NEW ANALYSIS

On the surface, the prosecution of the war in Afghanistan has gone well in the eyes of the Bush administration. The Taliban government has been toppled from power, its supporters are either dead or on the run and the Bush administration and its Western European allies have installed a new government.

To be sure, the government’s long-term stability is very problematic. It brings together disparate groups who warred against one another in the 1990s. Even now it seems like political power is fractured along tribal and warlord lines.

What the administration has not achieved – and one wonders whether it wants to or not – is the capture of Osama bin Laden. Up to now he has eluded the U.S. military and its Afghan partners. Where he is is anybody’s guess.

Even though the war seems to be winding down, don’t expect the U.S. military to vacate Afghanistan anytime soon. It appears that the Pentagon is planning on a beefed-up military presence there and in that region of the world for the foreseeable future.

It was reported that 500 troops have been dispatched to the Philippines in an “advisory” capacity – not a significant number but that could change very quickly.

In the eyes of the Bush administration, there are now few, if any, restraints on the projection of American military power around the world. The world has become U.S. imperialism’s oyster. This is a dangerous illusion that the White House entertains. The trouble is that hundreds of millions of people across the globe could well pay a heavy price for Bush and his aides’ disconnect from reality.

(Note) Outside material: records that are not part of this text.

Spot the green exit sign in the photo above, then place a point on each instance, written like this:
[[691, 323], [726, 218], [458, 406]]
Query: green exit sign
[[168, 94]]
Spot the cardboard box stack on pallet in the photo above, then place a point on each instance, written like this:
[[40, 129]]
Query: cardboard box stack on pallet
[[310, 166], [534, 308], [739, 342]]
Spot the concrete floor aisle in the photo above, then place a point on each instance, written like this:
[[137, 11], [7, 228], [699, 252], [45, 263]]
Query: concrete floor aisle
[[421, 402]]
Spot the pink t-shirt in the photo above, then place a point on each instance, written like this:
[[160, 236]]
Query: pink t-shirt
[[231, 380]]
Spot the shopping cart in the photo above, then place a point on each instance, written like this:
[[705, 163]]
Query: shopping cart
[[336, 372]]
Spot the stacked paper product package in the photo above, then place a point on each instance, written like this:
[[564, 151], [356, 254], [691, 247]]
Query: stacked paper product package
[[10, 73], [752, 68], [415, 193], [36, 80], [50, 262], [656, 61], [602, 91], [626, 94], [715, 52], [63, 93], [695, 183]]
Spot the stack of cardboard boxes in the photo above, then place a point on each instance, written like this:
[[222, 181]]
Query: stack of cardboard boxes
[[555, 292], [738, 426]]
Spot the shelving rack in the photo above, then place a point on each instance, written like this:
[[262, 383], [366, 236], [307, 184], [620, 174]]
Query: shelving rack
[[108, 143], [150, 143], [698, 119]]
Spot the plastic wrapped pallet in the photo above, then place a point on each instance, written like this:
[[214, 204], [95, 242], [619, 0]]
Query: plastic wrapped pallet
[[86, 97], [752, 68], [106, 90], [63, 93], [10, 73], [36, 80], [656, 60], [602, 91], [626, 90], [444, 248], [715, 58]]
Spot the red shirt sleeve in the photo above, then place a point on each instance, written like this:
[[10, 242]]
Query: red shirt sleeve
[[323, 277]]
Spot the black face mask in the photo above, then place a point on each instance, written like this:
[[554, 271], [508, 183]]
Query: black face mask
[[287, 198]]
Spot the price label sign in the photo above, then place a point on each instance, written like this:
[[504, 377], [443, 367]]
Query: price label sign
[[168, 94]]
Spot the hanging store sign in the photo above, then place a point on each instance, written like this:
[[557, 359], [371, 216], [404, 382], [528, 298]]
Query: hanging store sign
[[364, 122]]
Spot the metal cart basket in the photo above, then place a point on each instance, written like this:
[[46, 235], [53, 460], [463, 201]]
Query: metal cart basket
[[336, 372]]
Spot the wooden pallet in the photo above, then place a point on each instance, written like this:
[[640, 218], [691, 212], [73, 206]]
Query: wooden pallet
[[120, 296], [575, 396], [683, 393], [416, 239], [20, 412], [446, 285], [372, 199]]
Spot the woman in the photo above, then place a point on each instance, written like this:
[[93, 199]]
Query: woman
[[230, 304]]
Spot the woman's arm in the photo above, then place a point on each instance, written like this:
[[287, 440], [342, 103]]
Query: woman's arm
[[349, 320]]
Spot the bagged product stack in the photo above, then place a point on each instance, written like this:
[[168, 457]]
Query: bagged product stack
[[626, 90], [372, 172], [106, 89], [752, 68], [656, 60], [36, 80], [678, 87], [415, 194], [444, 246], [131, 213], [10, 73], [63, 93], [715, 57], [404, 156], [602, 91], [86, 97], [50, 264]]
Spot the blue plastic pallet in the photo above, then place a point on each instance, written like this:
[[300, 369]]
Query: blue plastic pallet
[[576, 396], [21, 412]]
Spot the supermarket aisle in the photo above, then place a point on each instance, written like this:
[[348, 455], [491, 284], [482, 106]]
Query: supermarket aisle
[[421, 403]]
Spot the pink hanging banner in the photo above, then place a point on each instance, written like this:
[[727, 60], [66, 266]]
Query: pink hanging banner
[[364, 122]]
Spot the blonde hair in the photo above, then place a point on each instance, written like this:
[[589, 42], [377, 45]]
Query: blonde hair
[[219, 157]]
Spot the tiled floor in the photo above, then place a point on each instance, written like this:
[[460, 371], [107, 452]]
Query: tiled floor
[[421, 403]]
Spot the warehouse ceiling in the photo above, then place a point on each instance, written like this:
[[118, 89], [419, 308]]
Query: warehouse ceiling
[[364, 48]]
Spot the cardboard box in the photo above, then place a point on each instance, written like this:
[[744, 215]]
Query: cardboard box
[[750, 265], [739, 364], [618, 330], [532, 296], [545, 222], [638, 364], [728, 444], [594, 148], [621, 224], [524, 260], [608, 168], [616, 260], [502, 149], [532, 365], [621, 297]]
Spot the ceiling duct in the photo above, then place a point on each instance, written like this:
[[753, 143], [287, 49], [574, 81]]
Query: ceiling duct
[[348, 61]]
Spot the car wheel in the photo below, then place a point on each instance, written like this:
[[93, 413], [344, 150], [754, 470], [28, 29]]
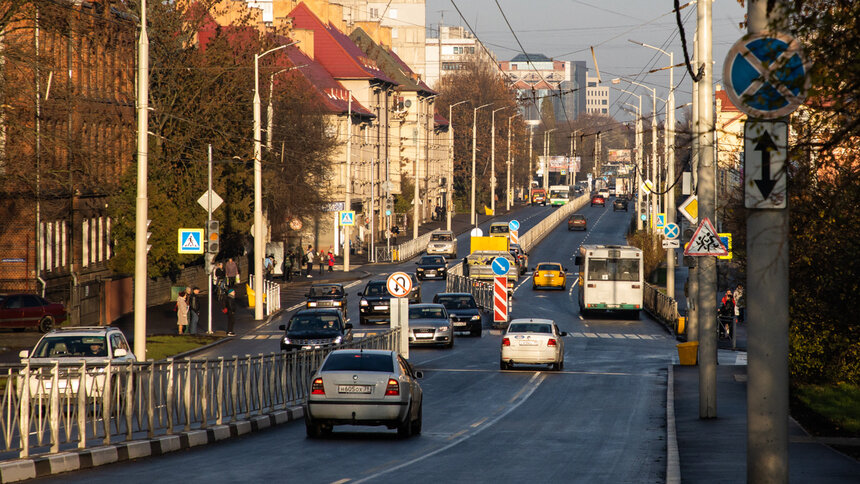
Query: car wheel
[[46, 324]]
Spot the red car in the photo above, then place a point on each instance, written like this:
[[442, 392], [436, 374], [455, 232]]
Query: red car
[[30, 310]]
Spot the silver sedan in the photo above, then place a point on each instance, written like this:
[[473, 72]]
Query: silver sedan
[[364, 387]]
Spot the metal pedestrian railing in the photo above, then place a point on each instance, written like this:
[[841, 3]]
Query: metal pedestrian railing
[[57, 407]]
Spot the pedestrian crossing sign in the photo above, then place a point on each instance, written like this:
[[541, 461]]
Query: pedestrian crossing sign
[[191, 241], [346, 218]]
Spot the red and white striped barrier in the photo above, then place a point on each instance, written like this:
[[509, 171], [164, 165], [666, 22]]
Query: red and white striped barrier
[[500, 299]]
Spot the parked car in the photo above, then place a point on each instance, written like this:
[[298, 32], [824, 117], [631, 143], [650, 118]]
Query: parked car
[[431, 267], [326, 295], [373, 305], [549, 274], [577, 221], [95, 345], [364, 387], [520, 257], [442, 242], [310, 329], [463, 311], [429, 324], [30, 311], [532, 342]]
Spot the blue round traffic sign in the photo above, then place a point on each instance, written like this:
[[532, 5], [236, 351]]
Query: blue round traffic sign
[[766, 75], [501, 266]]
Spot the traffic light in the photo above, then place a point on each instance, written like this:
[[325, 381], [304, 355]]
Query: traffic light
[[213, 238]]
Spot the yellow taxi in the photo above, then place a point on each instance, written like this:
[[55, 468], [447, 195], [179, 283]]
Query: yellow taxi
[[549, 274]]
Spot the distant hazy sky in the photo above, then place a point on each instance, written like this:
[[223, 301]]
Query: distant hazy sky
[[566, 29]]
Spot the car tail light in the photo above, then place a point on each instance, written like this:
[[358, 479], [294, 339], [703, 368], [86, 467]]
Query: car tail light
[[317, 388], [393, 387]]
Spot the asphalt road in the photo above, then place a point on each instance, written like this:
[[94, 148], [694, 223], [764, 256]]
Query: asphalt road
[[600, 420]]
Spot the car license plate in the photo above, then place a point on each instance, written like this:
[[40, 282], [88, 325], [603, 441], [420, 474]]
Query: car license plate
[[354, 388]]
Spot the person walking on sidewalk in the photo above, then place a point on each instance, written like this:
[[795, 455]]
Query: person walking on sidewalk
[[181, 312], [230, 310], [193, 309], [309, 259]]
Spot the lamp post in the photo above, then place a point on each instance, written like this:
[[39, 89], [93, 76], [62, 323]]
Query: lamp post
[[493, 161], [474, 154], [450, 211], [258, 187]]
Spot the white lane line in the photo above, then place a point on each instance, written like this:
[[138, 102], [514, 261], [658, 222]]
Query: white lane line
[[467, 435]]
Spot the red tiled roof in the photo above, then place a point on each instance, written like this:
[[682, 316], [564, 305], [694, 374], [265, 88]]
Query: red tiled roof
[[335, 51]]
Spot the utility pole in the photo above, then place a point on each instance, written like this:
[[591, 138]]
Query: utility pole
[[707, 307], [767, 314], [142, 202]]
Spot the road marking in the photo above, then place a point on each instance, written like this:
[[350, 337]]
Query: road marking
[[462, 437]]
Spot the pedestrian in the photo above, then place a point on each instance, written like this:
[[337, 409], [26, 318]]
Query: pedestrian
[[288, 265], [740, 303], [230, 310], [309, 260], [231, 272], [193, 309], [181, 309]]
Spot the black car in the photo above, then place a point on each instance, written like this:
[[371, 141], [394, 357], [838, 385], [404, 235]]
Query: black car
[[315, 328], [373, 305], [326, 295], [431, 267], [464, 312]]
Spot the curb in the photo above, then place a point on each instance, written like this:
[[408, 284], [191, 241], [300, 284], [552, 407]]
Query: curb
[[21, 469], [673, 459]]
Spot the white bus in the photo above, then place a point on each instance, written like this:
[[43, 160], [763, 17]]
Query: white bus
[[610, 278], [559, 195]]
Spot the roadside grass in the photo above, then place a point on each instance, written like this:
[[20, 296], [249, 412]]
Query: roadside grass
[[835, 408], [164, 346]]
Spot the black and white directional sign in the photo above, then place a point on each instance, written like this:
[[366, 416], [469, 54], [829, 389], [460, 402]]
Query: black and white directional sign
[[765, 151]]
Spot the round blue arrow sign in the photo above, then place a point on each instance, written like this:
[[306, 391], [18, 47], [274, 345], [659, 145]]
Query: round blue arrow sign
[[501, 266], [766, 75]]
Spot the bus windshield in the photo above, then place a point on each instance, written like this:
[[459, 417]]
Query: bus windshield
[[613, 270]]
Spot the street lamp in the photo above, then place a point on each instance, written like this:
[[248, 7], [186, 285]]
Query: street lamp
[[258, 187], [450, 210], [493, 161], [474, 153]]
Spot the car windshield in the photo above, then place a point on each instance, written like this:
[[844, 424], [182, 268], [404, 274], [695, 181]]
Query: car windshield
[[548, 267], [358, 362], [64, 346], [426, 313], [326, 290], [375, 290], [457, 302], [530, 328], [314, 322]]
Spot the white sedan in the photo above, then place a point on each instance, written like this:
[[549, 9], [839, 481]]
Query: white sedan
[[364, 387], [532, 342]]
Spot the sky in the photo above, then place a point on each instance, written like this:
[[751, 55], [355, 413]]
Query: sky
[[567, 29]]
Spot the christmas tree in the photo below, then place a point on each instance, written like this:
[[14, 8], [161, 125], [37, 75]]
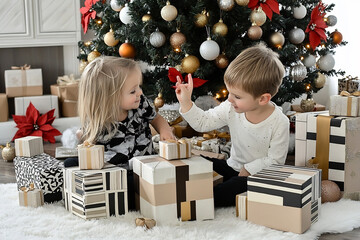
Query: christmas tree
[[202, 37]]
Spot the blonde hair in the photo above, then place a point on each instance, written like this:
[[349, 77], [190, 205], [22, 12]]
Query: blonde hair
[[257, 70], [99, 95]]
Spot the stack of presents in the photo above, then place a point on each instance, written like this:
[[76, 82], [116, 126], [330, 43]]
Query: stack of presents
[[25, 85]]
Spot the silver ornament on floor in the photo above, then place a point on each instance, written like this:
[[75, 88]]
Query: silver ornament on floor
[[157, 39], [298, 72], [296, 35], [326, 62]]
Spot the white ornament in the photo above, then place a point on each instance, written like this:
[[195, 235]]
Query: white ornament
[[168, 12], [157, 39], [299, 12], [115, 6], [296, 35], [326, 63], [309, 61], [124, 15], [209, 50]]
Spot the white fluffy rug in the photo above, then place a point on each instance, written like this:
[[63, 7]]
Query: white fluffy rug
[[52, 221]]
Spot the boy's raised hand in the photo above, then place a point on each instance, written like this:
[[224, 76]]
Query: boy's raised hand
[[183, 93]]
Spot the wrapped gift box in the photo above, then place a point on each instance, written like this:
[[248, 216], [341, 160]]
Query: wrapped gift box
[[42, 170], [241, 206], [4, 113], [42, 103], [27, 82], [28, 146], [349, 83], [91, 156], [332, 142], [175, 149], [31, 197], [344, 106], [169, 190], [279, 193], [96, 193]]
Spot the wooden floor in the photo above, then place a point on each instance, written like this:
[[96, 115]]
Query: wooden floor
[[7, 175]]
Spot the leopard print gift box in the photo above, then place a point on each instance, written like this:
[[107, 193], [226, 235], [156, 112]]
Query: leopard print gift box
[[42, 170]]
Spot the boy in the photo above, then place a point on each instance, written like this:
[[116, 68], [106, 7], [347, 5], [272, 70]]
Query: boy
[[258, 128]]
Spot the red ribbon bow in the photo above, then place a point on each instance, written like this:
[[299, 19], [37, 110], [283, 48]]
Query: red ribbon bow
[[268, 6], [35, 125], [316, 26], [173, 73], [87, 13]]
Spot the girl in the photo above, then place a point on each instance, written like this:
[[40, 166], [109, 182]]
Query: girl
[[114, 112]]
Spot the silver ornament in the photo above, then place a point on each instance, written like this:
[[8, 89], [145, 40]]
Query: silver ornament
[[296, 35], [298, 72], [331, 20], [157, 39], [326, 62]]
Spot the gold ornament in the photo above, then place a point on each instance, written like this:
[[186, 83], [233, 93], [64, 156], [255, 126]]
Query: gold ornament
[[201, 19], [177, 39], [254, 32], [258, 16], [168, 12], [220, 28], [146, 17], [8, 152], [82, 65], [277, 40], [320, 80], [242, 2], [94, 54], [159, 102], [190, 64], [222, 61], [226, 5], [110, 40]]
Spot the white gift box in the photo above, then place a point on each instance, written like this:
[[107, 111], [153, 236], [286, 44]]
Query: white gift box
[[28, 146], [344, 106], [334, 145], [42, 103], [169, 190], [23, 82]]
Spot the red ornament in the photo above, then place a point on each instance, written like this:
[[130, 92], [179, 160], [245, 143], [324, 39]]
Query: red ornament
[[268, 6], [35, 125], [87, 13], [316, 26], [173, 73]]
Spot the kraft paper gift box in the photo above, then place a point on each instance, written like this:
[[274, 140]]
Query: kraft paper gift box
[[23, 82], [285, 198], [42, 170], [30, 196], [171, 190], [241, 206], [28, 146], [96, 193], [332, 142], [175, 149], [42, 103], [344, 106], [4, 113], [91, 156]]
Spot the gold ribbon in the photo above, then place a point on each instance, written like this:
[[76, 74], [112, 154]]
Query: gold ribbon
[[67, 80], [322, 144]]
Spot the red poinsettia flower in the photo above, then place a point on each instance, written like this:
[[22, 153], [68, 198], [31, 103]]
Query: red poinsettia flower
[[316, 26], [35, 125], [87, 13], [197, 82], [268, 6]]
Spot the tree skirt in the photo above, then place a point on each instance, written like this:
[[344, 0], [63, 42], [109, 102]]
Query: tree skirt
[[52, 221]]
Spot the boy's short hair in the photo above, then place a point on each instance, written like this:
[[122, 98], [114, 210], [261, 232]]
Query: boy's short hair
[[256, 70]]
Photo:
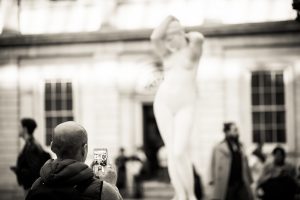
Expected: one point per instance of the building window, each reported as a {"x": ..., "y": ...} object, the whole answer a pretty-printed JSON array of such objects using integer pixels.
[
  {"x": 268, "y": 106},
  {"x": 58, "y": 105}
]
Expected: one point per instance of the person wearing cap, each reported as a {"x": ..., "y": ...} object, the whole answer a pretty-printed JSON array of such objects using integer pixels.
[
  {"x": 231, "y": 177},
  {"x": 70, "y": 144}
]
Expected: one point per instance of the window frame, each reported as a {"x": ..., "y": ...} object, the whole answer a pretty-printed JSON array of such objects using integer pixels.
[{"x": 288, "y": 76}]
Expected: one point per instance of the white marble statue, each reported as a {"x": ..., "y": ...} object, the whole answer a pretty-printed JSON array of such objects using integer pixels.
[{"x": 175, "y": 100}]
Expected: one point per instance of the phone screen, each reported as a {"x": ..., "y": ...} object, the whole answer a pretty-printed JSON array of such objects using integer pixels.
[{"x": 100, "y": 159}]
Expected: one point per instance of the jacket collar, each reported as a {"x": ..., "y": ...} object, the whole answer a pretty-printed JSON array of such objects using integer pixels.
[{"x": 224, "y": 148}]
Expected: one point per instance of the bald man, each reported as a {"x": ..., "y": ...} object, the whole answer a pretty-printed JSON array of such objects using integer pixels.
[{"x": 69, "y": 143}]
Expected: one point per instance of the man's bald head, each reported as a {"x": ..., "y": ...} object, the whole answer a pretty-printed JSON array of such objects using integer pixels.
[{"x": 68, "y": 141}]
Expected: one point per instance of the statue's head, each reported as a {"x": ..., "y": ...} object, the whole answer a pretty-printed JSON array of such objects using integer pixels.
[{"x": 175, "y": 37}]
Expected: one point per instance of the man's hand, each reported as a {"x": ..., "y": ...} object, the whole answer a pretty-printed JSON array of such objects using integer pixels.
[{"x": 108, "y": 174}]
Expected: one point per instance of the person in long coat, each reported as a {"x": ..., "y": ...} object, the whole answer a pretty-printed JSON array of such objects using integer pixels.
[{"x": 230, "y": 173}]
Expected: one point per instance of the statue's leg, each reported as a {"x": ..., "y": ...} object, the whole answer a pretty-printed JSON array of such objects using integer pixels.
[
  {"x": 165, "y": 122},
  {"x": 184, "y": 121}
]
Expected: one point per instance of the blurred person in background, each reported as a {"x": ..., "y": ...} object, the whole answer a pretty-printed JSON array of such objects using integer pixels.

It doesn’t take much political imagination to envision a sequence of events and retaliatory actions that could engulf powerful states, now armed with incredibly deadly conventional weapons and weapons of mass destruction, in a bloody war. In such a war, it is no exaggeration to say that whole populations, including the people of our country, could be annihilated.

After all, war has a logic of its own. Violence begets more violence. Events get out of control. The drumbeats of war drown the songs of peace. The use of force becomes the main way to resolve conflicts between nations and peoples.

Let’s face facts: after four months of Bush’s war against terrorism, the world is not a safer place by any stretch of the imagination. The danger of retaliatory terrorist strikes on our soil has increased. To think otherwise is foolhardy.

India and Pakistan, both of whom have nuclear capability, are building up troops on their shared border. The Middle East is a tinderbox, due in large measure to the massive military assault ordered by the Sharon government of Israel against the Palestinian authority and the Palestinian people.

The Bush administration’s announcement that it is unilaterally pulling out of the Antiballistic Missile Treaty gives a destabilizing impulse to the nuclear arms race.

Finally, a wider war is on the agenda of the Bush administration. Not because of the terrorist threat, but because of the administration’s desire to aggressively exploit the present moment to construct a “New World Order.”

Bush’s support did not quickly dissipate as the war proceeded. In hindsight, the reasons are apparent. First of all, the monopoly-dominated and controlled mass media obsequiously, and to a greater degree than I can remember, wrapped itself around the war action of the administration.

Any pretense of objectivity was set aside. News anchors shamelessly pledged their support for the war drive. There were no cracks in the media message. Even the film and music industries jumped on board.

Second, U.S. casualties were few. Aerial warfare combined with the use of Afghan forces minimized the loss of U.S. lives. The precision and destructiveness of aerial bombing brings some new complications to the struggle to construct a domestic peace majority as well as whets the aggressive drive of U.S. imperialism.

Third, the Bush foreign policy team has shown more skill and spun their aggressive actions better than anticipated. There was probably a presumption that they would be clumsy and inept, but they have been more clever than anticipated.

Above all, the American people were understandably shaken to their bones by the horrific and tragic attacks on our soil on Sept. 11. It left a deep and long-lasting imprint on the country’s psychology and outlook that has to be taken into account in the struggles ahead.

It shouldn’t make progressive and left forces put the war on the back burner until public sentiments shift in a more positive direction. But it does mean that tactics have to be carefully calibrated to the new thought patterns of the American people.

If they are, much broader sections of the people can be won to oppose any extension of the war and support for an international effort under the auspices of the U.N. against terrorism can be organized.

Such an effort is the only way to eradicate terrorism as well as begin to resolve other global problems on the agenda for the 21st century.